Et lui, modeste, répliqua :

— Le document !… Voilà tout !… Et c’est ce qui vous explique pourquoi Michelet ne fut pas de l’Académie, et pourquoi moi, j’en suis.

Mais la conversation, à peine commencée, ne tarda pas à languir. Je ne savais plus que dire, M. Henry Houssaye ne savait plus que répondre. Je vis l’instant critique où ce silence allait s’interposer entre nous. Je le conjurai par cette brusque interrogation :

— Dites-moi, cher monsieur, par suite de quelles extraordinaires complaisances, d’une part, de quelles extraordinaires humiliations, d’autre part, avez-vous été nommé de l’Académie française ?… Car enfin,… entre nous…

M. Henry Houssaye ne sourcilla pas et répondit :

— Je vais vous expliquer cette chose qui vous étonne, et qui m’étonne moi-même, quand j’y réfléchis. — Aussi bien, il faut que cette histoire s’écrive… Et je l’écrirai, quand j’en aurai fini avec Napoléon… En attendant, nous parlons entre nous, n’est-ce pas ?

— Je vous le jure.

— Eh bien ! avez-vous remarqué que j’ai une tête de médaille ?… Du moins, grâce à de savantes coupes de cheveux et de barbe, je me suis efforcé à l’avoir, et, sincèrement, je crois que j’y ai réussi ! Y ai-je réussi ?

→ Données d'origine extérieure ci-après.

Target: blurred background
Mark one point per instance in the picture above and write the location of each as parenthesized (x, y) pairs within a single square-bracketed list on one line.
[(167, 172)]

— C’est frappant, admirai-je.

— N’est-ce pas ?… Pour entrer à l’Académie, quand on n’a pas de talent, quand on n’a aucune sorte de talent — ce qui est mon cas — il faut avoir une tête de quelque chose, une tête de n’importe quoi… Moi, j’ai opté pour la tête de médaille… La tête de médaille a je ne sais quoi de sévère, de grave…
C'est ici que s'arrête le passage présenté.